Thursday, October 02, 2003

I had an educational experience yesterday. I was reading a novel set in Turkey, and I observed how difficult the complete unfamiliarity of the names made it for me. Names of people, names of places. It took a long time before I could confidently recognize the names of even the principal characters. It brought home to me the qualifications one needs to append to the general rule: distinctiveness is memorable. We must always remember that distinctiveness is contextual. One Turkish name among a host of Anglo-Saxon names is highly distinctive to me, and easily remembered. A Turkish name in a host of Turkish names is not distinctive to me. And with familiarity, comes a greater ability to be aware of distinctions that were once too subtle for you to notice.

Of course, a conscious and deliberate searching for points of difference helps speed up this process no end!

Wednesday, October 01, 2003

I came across an interesting link the other day. The page offers mnemonic suggestions for memorising a number of famous passages from Shakespeare.

For those who like flashcards, I also found a site that has a large number of reviews on memorization software (I can't get over how much of this is around - obviously of variable quality, as well as variable price). Although actually, being a simple soul, I think I prefer another variant on this theme - very simple, and free. You know the drill is set up simply to provide you with sufficient practice with your set of words. Adding lists of words is very simple.
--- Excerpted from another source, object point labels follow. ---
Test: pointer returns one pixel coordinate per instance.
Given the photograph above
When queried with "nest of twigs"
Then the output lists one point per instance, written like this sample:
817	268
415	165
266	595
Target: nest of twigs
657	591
I wouldn't of course suggest that you solely rely on this as a means of learning vocabulary, but then I don't advocate sole reliance on flashcards either. But when you get down to it, whatever clever mnemonics you use, at the end of the day, the only thing that cements new words into your head, is repetition. So, a lot of learning strategies are ways of providing that repetition in as interesting a manner as possible. The cost of that is time - interesting strategies invariably are more time-consuming than simple repetition. They can also be "stronger", in that they allow greater depth of processing (which means fewer repetitions wil be needed). Nevertheless, sometimes ... you just want to keep it simple.